Издали донесся совиный крик — сигнал Чижика. Сюда идут!
Без лишних слов
— Ни звука! Отдайте оружие.
Мы мигом обезоружили «связного» и повели его назад, к берегу Черешни. Чижик продрался к нам через кусты:
— Немцы!
Блики фонарей забегали за дальними деревьями. Рубцов внезапно кинулся в сторону, закричал:
— Спасите!
И тут же лес поверху наполнился перестуком выстрелов. Рубцов уже не кричал. Федя с лесопилки навалился на него в кустах. Чижик схватил меня за руку:
— Их там много! Бежим вниз! К берегу!
Но снизу резанула по веткам автоматная очередь. Окружили!
Над прибрежным мелколесьем высилась верхушка старого, дуба, опаленного молнией много лет назад. Мы были уже неподалеку от этого дуба, когда Федя упал, цепляясь за кусты, Терентьич и Чижик подхватили его.
Вот скала. Деревья расступились. Луна осветила поляну на самом берегу речушки Черешни. Сзади раздался резкий выкрик:
— Nicht schiessen! Bei lebendigem nehmen! [75]
Я обернулся.
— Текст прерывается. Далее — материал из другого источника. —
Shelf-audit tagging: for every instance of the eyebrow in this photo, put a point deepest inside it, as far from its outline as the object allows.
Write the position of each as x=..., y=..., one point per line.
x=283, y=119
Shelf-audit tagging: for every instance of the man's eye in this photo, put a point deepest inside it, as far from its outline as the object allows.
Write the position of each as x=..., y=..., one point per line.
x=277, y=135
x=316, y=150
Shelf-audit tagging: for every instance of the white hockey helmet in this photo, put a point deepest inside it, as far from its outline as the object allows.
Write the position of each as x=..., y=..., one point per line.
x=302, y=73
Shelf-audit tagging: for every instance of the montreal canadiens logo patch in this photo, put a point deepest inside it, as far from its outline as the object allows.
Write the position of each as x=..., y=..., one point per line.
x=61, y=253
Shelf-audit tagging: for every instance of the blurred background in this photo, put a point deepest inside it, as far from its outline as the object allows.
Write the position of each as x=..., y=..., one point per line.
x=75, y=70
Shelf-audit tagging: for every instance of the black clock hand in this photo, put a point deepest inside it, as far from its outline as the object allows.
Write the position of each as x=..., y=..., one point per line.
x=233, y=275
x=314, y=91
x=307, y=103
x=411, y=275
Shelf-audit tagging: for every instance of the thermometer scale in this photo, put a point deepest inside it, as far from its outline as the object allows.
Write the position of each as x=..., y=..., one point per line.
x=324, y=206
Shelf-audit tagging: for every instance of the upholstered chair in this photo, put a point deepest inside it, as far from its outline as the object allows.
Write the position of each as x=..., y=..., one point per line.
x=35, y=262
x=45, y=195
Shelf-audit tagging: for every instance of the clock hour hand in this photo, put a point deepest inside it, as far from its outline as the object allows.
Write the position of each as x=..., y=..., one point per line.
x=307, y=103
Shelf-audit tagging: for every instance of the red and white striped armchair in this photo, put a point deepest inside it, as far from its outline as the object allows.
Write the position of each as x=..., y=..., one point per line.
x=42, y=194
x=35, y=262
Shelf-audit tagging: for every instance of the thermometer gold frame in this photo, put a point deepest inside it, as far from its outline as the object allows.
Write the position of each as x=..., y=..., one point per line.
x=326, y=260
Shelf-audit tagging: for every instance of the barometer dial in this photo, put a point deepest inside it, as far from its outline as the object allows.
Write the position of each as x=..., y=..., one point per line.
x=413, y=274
Из черешен, с той стороны полянки, где мы были минуту назад, выбегали немецкие солдаты. Офицер в летней форме СС задел головой за ветку. Фуражка упала, и в ярком свете луны, в двадцати шагах от себя, я увидел Бальдура.
— Шоммер! — закричал Чижик.
Подхватив раненого, мы прыгнули с маленького обрывчика прямо в тину. Вода — по колени, по пояс. Тень дуба скрыла нас. Вот то, что я искал, — два камня, как карточный домик.
75
Не стрелять! Взять живыми! (нем.).
— Сюда!
Сквозь стену осоки мы втащили раненого в пещеру. Ход сворачивал вправо. Прошли несколько шагов в полной темноте. Стрельба прекратилась. Слышались голоса и хлюпанье сапог по воде. Я осторожно выглянул из-за поворота. Желтый овал света лежал на каменистом дне пещеры. Нашли!
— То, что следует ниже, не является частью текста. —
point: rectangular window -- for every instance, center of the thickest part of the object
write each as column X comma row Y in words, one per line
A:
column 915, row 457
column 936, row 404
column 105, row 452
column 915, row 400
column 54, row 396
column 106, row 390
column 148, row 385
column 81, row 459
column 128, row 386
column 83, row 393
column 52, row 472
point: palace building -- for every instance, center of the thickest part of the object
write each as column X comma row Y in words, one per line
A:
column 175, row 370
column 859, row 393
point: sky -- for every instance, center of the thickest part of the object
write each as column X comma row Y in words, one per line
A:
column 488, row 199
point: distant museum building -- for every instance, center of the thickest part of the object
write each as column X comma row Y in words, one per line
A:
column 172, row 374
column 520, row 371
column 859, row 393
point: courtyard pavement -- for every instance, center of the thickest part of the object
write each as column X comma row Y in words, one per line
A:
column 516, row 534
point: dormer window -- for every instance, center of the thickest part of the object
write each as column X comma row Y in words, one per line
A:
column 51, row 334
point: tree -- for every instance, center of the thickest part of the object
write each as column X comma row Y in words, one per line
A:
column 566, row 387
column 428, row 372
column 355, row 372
Короткая очередь прогремела в тесной пещере, как артиллерийский залп. Я торопил своих:
— Скорей! Сейчас они нас потеряют. Терентьич, лампу!
Лампа осветила лаз у самой земли. Мы с трудом пронесли раненого через эту нору. Она вела в следующую пещеру, довольно просторную, которая разветвлялась на два хода. Я твердо помнил, что мы с братом Николаем шли по правому. Так и пойдем. Но больше тут не пройдет никто!
Массивный наплыв грунта свешивался уступом над лазом, через который мы проникли сюда.
— Давай-ка, Терентьич, гранату!
Стоя на коленях над неподвижным телом, Терентьич расстегнул рубаху на груди раненого, приложил ухо:
— Умер…
Мы похоронили Федю под тяжким грузом земли, который рухнул от взрыва, завалив выход к Черешне.
Я швырнул гранату из боковой галереи, и все-таки воздушный удар сбил меня с ног. Взрывной смрад закупорил легкие.
Терентьич поднял лампу и снова зажег ее. Стекло, конечно, разбилось. Еще долго удушливый газ преследовал нас в подземном коридоре. Шли молча. Над головой — глинистый свод. Мелкая щебенка под ногами. Дорога поворачивала то вправо, то влево.